Un ancien garde du corps âgé de 39 ans a été condamné ce vendredi 12 juin 2026 à Lyon à 15 ans de réclusion criminelle pour avoir drogué, agressé sexuellement et filmé sa compagne sans son consentement. Cet homme, qui a des liens avec Dominique Pelicot, a également perdu son autorité parentale sur l'enfant qu'il a eu avec sa victime.
« Machiavélique », « prédateur sexuel »: telles sont les définitions utilisées par l'accusation pour décrire cet individu, lors du procès qui s'est tenu à Lyon. La cour a décidé de marquer la gravité des actes, soulignant le préjudice considérable subi par la victime, a déclaré Dominique Thevenet, présidente de la cour. Elle a exprimé ses inquiétudes face aux « traits de perversion » de l'accusé.
Une peine à la hauteur des crimes
Le tribunal a pris en compte la « répétition », la « durée » et la « violence verbale » dont il a fait preuve envers sa compagne, prouvant que les vidéos projetées pendant le procès ne montraient pas seulement un délit, mais une réelle déshumanisation. La défense, conduite par Me Gabriel Versini-Bullara, avait plaidé pour une peine moins sévère, arguant que son client « mérite une nouvelle chance ».

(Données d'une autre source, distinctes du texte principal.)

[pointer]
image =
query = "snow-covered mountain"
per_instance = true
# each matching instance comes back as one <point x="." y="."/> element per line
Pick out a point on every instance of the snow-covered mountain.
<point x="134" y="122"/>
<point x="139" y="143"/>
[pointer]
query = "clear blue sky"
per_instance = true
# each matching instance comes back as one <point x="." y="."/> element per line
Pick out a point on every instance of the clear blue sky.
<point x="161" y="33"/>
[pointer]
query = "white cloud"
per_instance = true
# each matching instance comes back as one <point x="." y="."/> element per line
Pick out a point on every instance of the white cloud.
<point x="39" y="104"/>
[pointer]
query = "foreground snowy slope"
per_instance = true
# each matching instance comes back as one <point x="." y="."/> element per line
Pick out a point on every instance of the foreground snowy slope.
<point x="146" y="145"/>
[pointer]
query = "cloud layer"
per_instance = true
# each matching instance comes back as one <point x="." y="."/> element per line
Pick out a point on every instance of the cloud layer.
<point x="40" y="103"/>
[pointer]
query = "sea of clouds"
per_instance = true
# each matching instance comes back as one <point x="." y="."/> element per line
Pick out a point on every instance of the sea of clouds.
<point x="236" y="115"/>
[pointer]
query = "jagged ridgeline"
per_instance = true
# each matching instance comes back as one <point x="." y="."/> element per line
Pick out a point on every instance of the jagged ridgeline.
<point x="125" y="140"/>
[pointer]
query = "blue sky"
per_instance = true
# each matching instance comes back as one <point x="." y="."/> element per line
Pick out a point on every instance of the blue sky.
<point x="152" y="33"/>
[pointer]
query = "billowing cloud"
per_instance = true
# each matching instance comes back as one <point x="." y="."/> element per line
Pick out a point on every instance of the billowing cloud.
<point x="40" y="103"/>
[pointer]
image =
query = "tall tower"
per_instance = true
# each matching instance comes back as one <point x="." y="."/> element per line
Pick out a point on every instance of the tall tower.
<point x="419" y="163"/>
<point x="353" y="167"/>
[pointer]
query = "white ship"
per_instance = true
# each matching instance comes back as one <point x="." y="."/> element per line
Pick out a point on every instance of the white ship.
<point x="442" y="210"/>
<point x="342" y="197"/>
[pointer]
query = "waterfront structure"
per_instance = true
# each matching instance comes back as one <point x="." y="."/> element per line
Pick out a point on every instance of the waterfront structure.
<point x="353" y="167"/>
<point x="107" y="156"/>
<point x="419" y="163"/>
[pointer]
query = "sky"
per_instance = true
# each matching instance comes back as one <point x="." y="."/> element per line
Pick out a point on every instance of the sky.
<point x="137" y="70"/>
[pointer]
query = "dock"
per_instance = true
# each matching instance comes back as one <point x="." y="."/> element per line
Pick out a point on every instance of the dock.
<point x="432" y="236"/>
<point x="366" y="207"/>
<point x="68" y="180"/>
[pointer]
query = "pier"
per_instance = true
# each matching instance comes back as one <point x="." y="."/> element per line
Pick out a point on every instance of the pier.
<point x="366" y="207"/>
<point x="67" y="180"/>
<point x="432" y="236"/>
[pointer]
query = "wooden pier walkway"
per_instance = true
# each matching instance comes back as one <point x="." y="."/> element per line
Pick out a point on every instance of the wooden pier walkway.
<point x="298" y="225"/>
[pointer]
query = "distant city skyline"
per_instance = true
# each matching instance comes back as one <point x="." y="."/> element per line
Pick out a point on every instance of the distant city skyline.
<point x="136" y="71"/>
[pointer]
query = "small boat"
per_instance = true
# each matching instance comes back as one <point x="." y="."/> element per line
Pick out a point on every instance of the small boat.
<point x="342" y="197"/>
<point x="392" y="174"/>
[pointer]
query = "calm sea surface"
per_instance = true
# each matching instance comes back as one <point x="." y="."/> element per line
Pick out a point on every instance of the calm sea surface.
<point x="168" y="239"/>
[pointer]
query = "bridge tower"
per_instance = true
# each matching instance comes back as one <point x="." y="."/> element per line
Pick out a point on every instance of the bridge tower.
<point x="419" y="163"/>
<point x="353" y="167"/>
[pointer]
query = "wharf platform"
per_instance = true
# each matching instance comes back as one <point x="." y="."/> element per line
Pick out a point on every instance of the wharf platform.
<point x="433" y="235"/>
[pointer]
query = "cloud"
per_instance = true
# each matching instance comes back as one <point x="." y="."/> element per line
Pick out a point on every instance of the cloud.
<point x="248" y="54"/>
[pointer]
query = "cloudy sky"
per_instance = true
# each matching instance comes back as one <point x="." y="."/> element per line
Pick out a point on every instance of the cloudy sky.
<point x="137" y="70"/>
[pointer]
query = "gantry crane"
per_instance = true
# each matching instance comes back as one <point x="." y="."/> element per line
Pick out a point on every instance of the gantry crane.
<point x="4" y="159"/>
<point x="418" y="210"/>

La victime, une femme de 40 ans, a été décrite par son avocate, Me Julia Studient, comme ayant finalement trouvé une opportunité de « tourner la page ». Elle a fait preuve de « courage » face à cette épreuve et espère pouvoir reprendre une vie normale, loin de cette dramatique expérience.
Des actes impensables
Au cœur de cette affaire se trouvent des vidéos troublantes qui montrent l'accusé infligeant des torts à sa compagne pendant qu'elle était sous l'effet de drogues. Ces actes horrifiants ont conduit la cour à déclarer que la condamnation était essentielle pour le bien de toutes les victimes de violences sexuelles.
Liens avec un réseau criminel
Les accusations pointent aussi un lien entre cet homme et Dominique Pelicot, un autre criminel reconnu coupable de plusieurs abus. Les échanges entre eux, découverts durant l'enquête, révèlent un échange de conseils où Pelicot se posait en mentor de ces pratiques abominables. L'enquête a révélé que les faits remontaient à 2015, terminant avec son arrestation en juin 2023.
« Je ne me reconnais pas dans ce que j'ai fait », a déclaré l'accusé lors du procès, tentant visiblement de minimiser ses actes. Mais pour la cour et pour la victime, ces mots ne suffisent pas à effacer la douleur causée.